Researchers from Brown University studied Venus’s largest impact basin, Mead Crater. The basin was created by a large object that smashed into Venus between 300 million and 1 billion years ago, leaving a crater more than 170 miles in diameter. Mead is surrounded by two clifflike faults, which appear as rocky ripples that have been remained unchanged over time. Using computer models, the researchers found that for those rings to be where they are in relation to the central crater, Venus’s lithosphere — its rocky outer shell — must have been quite thick, far thicker than that of Earth.
“This tells us that Venus likely had what we’d call a stagnant lid at the time of the impact,” said Evan Bjonnes, a graduate student at Brown and study’s lead author. “Unlike Earth, which has an active lid with moving plates, Venus appears to have been a one-plate planet for at least as far back as this impact.”
On Earth, most of the world’s volcanoes are found around the edges of tectonic plates, both on land and in the oceans. About 80 to 90 percent of all volcanic eruptions occur where the plates move under another or where they spread apart.
Venus is a difficult planet to study, due to its thick atmosphere, which obscures views of the surface. However, several spacecraft, such as NASA’s Magellan mission which launched in 1989, was able to map Venus’ surface using a cloud-penetrating radar. While radar images show more than 1,000 volcanic structures on the planet, for the most part, they appear to be ancient and inactive. Magellan’s data allowed scientists to conclude that the planet’s volcanic surface has likely remained unchanged over the past several hundred million years, which the new study, published in Nature, agrees with.
But other studies have pointed to plate tectonics being a possibility in Venus’s relatively recent past, such as a paper out in 2020 that concluded that Venus is still volcanically active, and identified 37 volcanic structures that were likely recently active.
But Bjonnes and his colleagues say the thick Venusian lithosphere mean that Venus has been without plate tectonics for as far back as a billion years ago.

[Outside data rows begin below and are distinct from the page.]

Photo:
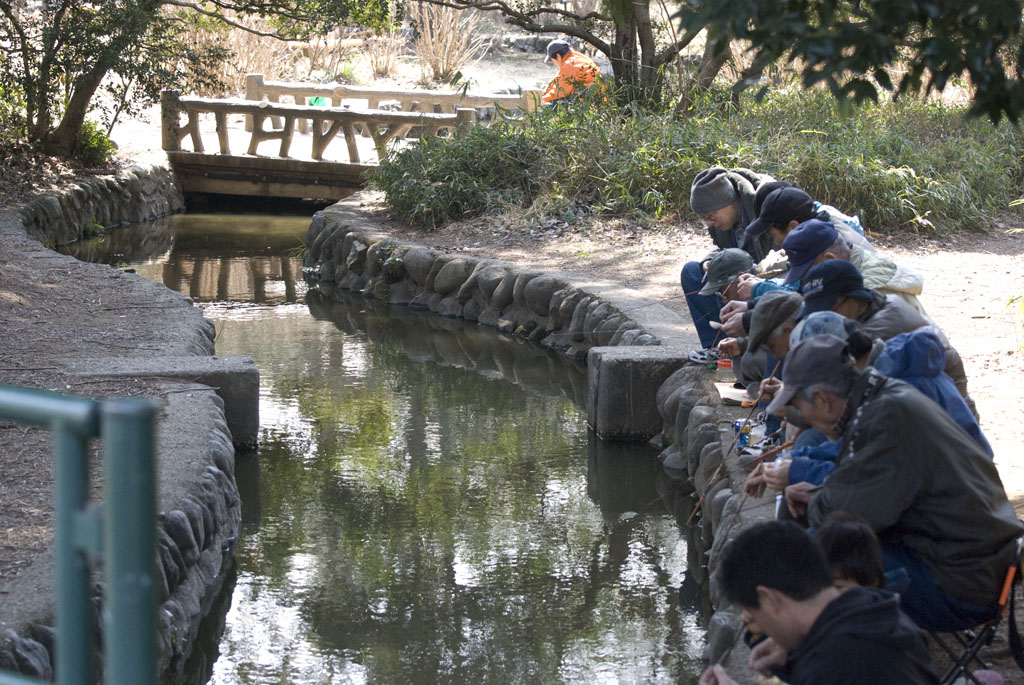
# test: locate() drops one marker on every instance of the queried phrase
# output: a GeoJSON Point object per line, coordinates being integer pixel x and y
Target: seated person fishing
{"type": "Point", "coordinates": [777, 574]}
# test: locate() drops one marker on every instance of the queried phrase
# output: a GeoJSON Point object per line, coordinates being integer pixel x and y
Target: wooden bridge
{"type": "Point", "coordinates": [309, 162]}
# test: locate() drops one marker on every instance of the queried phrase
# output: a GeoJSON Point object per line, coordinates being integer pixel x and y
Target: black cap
{"type": "Point", "coordinates": [781, 207]}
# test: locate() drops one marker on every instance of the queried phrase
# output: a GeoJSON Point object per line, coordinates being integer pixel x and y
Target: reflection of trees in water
{"type": "Point", "coordinates": [435, 524]}
{"type": "Point", "coordinates": [237, 258]}
{"type": "Point", "coordinates": [129, 245]}
{"type": "Point", "coordinates": [257, 280]}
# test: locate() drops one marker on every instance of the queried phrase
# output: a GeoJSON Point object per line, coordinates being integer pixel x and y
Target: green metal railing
{"type": "Point", "coordinates": [120, 532]}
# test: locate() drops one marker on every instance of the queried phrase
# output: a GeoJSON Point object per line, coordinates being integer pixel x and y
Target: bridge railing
{"type": "Point", "coordinates": [381, 126]}
{"type": "Point", "coordinates": [121, 532]}
{"type": "Point", "coordinates": [440, 101]}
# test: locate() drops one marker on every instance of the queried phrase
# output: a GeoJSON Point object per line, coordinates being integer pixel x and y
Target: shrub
{"type": "Point", "coordinates": [901, 165]}
{"type": "Point", "coordinates": [439, 179]}
{"type": "Point", "coordinates": [94, 147]}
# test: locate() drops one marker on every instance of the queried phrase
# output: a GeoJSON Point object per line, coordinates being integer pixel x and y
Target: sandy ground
{"type": "Point", "coordinates": [969, 279]}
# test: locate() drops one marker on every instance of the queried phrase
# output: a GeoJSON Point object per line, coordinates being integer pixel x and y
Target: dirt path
{"type": "Point", "coordinates": [968, 283]}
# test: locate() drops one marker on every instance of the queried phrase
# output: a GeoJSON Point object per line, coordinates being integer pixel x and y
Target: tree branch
{"type": "Point", "coordinates": [528, 20]}
{"type": "Point", "coordinates": [231, 23]}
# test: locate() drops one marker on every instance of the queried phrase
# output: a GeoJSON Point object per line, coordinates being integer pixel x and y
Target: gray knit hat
{"type": "Point", "coordinates": [725, 267]}
{"type": "Point", "coordinates": [772, 310]}
{"type": "Point", "coordinates": [712, 189]}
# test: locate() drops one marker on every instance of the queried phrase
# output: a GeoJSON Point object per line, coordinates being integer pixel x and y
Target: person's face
{"type": "Point", "coordinates": [772, 618]}
{"type": "Point", "coordinates": [725, 218]}
{"type": "Point", "coordinates": [849, 307]}
{"type": "Point", "coordinates": [822, 413]}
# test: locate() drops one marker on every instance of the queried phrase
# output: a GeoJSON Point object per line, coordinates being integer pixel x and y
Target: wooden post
{"type": "Point", "coordinates": [464, 118]}
{"type": "Point", "coordinates": [222, 137]}
{"type": "Point", "coordinates": [254, 91]}
{"type": "Point", "coordinates": [170, 124]}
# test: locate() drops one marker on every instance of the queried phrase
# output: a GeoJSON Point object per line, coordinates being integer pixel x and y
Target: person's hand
{"type": "Point", "coordinates": [733, 326]}
{"type": "Point", "coordinates": [729, 347]}
{"type": "Point", "coordinates": [745, 284]}
{"type": "Point", "coordinates": [716, 675]}
{"type": "Point", "coordinates": [777, 474]}
{"type": "Point", "coordinates": [765, 656]}
{"type": "Point", "coordinates": [755, 484]}
{"type": "Point", "coordinates": [770, 387]}
{"type": "Point", "coordinates": [799, 496]}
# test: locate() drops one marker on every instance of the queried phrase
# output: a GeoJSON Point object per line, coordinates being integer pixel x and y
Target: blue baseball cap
{"type": "Point", "coordinates": [804, 244]}
{"type": "Point", "coordinates": [826, 282]}
{"type": "Point", "coordinates": [780, 205]}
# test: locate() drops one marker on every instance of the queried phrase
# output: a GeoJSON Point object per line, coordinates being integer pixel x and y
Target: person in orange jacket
{"type": "Point", "coordinates": [576, 72]}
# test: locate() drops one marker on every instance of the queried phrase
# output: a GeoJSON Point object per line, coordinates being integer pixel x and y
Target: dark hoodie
{"type": "Point", "coordinates": [861, 637]}
{"type": "Point", "coordinates": [747, 183]}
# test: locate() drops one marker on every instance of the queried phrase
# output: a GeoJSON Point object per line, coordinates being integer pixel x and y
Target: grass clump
{"type": "Point", "coordinates": [904, 165]}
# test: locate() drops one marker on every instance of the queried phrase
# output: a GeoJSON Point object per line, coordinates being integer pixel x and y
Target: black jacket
{"type": "Point", "coordinates": [861, 637]}
{"type": "Point", "coordinates": [919, 479]}
{"type": "Point", "coordinates": [745, 182]}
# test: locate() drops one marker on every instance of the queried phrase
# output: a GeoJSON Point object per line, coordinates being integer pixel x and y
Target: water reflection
{"type": "Point", "coordinates": [209, 257]}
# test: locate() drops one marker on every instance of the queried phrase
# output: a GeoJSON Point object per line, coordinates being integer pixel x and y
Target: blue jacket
{"type": "Point", "coordinates": [919, 358]}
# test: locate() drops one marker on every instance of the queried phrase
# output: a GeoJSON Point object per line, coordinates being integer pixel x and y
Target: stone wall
{"type": "Point", "coordinates": [141, 194]}
{"type": "Point", "coordinates": [198, 498]}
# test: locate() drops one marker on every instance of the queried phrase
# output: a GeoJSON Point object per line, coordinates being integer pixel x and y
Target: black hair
{"type": "Point", "coordinates": [858, 343]}
{"type": "Point", "coordinates": [766, 189]}
{"type": "Point", "coordinates": [773, 554]}
{"type": "Point", "coordinates": [851, 550]}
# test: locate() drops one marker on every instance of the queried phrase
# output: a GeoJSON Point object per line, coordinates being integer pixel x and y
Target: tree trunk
{"type": "Point", "coordinates": [711, 63]}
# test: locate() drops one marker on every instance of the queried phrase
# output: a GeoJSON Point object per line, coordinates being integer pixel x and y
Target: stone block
{"type": "Point", "coordinates": [235, 379]}
{"type": "Point", "coordinates": [623, 386]}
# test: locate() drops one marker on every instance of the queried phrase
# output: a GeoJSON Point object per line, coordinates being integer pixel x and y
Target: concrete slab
{"type": "Point", "coordinates": [622, 389]}
{"type": "Point", "coordinates": [235, 379]}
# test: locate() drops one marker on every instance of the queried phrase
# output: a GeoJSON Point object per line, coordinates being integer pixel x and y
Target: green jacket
{"type": "Point", "coordinates": [747, 183]}
{"type": "Point", "coordinates": [920, 479]}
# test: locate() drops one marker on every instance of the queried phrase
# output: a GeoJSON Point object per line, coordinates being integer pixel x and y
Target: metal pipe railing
{"type": "Point", "coordinates": [124, 538]}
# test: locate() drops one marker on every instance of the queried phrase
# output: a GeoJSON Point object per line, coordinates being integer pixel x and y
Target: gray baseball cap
{"type": "Point", "coordinates": [812, 360]}
{"type": "Point", "coordinates": [772, 310]}
{"type": "Point", "coordinates": [724, 268]}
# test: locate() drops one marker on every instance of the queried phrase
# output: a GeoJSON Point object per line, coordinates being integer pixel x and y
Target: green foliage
{"type": "Point", "coordinates": [902, 165]}
{"type": "Point", "coordinates": [94, 146]}
{"type": "Point", "coordinates": [57, 55]}
{"type": "Point", "coordinates": [849, 45]}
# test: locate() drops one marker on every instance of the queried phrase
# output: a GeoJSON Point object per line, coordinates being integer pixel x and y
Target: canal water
{"type": "Point", "coordinates": [427, 504]}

Alexander Evans, an assistant professor at Brown and study co-author, said that one compelling aspect of the findings from Mead is their consistency with other features on Venus. Several other ringed craters that the researchers looked at are very similar to Mead.
“I think the finding further highlights the unique place that Earth, and its system of global plate tectonics, has among our planetary neighbors,” Evans said in a press release.